A new paper correlates brain activity with how people make decisions.
Based on these images, the authors suggest that when individuals engage in risky behavior, such as drunk driving or unsafe sex, it's not because their brains' desire systems are too active, but because their self-control systems are not active enough.
Defense lawyers now have a new way to make criminal behavior exculpatory.

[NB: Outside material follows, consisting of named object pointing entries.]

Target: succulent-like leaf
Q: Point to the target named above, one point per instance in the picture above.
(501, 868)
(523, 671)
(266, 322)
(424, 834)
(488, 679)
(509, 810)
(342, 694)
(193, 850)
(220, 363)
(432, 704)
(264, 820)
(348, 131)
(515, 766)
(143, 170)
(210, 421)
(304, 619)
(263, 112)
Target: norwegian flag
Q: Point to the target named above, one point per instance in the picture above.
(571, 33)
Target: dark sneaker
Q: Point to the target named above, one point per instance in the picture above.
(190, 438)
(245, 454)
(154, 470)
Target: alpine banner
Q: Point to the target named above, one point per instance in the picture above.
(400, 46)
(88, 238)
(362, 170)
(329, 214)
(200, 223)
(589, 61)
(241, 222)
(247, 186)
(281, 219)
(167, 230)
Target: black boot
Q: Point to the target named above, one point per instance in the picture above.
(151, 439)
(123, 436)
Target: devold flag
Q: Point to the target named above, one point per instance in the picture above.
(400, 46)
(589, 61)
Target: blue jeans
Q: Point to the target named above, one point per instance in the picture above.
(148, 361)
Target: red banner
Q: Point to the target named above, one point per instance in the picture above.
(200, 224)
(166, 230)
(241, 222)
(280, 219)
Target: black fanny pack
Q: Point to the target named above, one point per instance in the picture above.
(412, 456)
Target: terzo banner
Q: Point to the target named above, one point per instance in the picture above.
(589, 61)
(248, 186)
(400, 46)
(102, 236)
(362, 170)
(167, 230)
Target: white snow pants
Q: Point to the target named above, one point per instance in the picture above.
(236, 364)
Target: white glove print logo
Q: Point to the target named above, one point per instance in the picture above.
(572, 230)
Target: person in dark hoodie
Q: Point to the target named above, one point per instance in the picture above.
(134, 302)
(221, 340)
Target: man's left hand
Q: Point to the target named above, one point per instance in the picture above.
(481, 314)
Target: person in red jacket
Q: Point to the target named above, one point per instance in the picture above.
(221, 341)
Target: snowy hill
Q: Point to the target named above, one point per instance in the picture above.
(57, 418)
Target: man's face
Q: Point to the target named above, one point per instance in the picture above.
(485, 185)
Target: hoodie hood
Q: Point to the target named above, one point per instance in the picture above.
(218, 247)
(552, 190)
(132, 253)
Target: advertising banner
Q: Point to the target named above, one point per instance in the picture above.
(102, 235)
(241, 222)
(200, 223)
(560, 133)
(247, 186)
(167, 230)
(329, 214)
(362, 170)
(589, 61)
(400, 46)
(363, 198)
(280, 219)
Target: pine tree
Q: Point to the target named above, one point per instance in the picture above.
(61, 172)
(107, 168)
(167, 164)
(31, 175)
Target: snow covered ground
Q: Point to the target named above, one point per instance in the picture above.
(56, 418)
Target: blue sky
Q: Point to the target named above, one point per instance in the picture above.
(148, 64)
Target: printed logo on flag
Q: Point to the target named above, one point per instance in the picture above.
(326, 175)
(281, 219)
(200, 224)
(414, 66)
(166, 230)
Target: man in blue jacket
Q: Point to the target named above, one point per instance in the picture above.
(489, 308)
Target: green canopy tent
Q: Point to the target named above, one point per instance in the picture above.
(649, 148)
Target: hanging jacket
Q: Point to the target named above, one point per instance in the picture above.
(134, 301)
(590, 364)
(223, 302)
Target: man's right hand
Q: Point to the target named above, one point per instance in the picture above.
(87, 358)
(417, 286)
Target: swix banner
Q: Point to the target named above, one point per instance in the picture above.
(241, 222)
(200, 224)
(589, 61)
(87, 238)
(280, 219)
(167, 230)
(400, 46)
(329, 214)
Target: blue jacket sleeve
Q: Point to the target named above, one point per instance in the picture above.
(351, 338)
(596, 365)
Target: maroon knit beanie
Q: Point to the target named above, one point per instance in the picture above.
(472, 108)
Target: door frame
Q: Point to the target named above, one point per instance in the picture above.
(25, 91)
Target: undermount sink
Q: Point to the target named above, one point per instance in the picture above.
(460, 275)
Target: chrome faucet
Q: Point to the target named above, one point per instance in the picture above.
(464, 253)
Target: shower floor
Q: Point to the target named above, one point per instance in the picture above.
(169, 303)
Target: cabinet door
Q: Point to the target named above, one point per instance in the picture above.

Unless the judge knows something about the weaknesses of inferring cause and effect based on magnetic resonance imaging (MRI) and read this article about how mainstream media love weak observational studies because they make for catchy headlines.
Psychologists analyzed data from 108 subjects who sat in an MRI scanner while playing a video game that simulates risk-taking, called the Balloon Analogue Risk Task (BART) that past papers have used to correlate self-reported risk-taking such as drug and alcohol use, smoking, gambling, driving without a seatbelt, stealing and engaging in unprotected sex.
While playing the BART, the subject sees a balloon on the screen and is asked to make either a risky choice (inflate the balloon a little and earn a few cents) or a safe choice (stop the round and "cash out," keeping whatever money was earned up to that point). Sometimes inflating the balloon causes it to burst and the player loses all the cash earned from that round. After each successful balloon inflation, the game continues with the chance of earning another standard-sized reward or losing an increasingly large amount.
They say many health-relevant risky decisions share this same structure, such as when deciding how many alcoholic beverages to drink before driving home or how much one can experiment with drugs or cigarettes before developing an addiction.
The data for this study came from the Consortium for Neuropsychiatric Phenomics at UCLA, which recruited adults from the Los Angeles area for researchers to examine differences in response inhibition and working memory between healthy adults and patients diagnosed with bipolar disorder, schizophrenia, or adult attention deficit hyperactivity disorder (ADHD). Only data collected from healthy participants were included in the present analyses.
The scholars then searched for patterns of activity across the whole brain that preceded a person's making a risky choice or a safe choice in one set of subjects. Then they asked the software to predict what other subjects would choose during the game based solely on their brain activity. The software accurately predicted people's choices 71 percent of the time.
"These patterns are reliable enough that not only can we predict what will happen in an additional test on the same person, but on people we haven't seen before," said Russ Poldrack, director of UT Austin's Imaging Research Center and professor of psychology and neuroscience.
When the researchers trained their software on much smaller regions of the brain, they found that just analyzing the regions typically involved in executive functions such as control, working memory and attention was enough to predict a person's future choices. Therefore, the researchers concluded, when we make risky choices, it is primarily because of the failure of our control systems to stop us.
"We all have these desires, but whether we act on them is a function of control," says Sarah Helfinstein, a postdoctoral researcher at UT Austin and lead author, who says that additional research could focus on how external factors, such as peer pressure, lack of sleep or hunger, weaken the activity of our brains' control systems when we contemplate risky decisions. "If we can figure out the factors in the world that influence the brain, we can draw conclusions about what actions are best at helping people resist risks."
Published in the Proceedings of the National Academy of Sciences.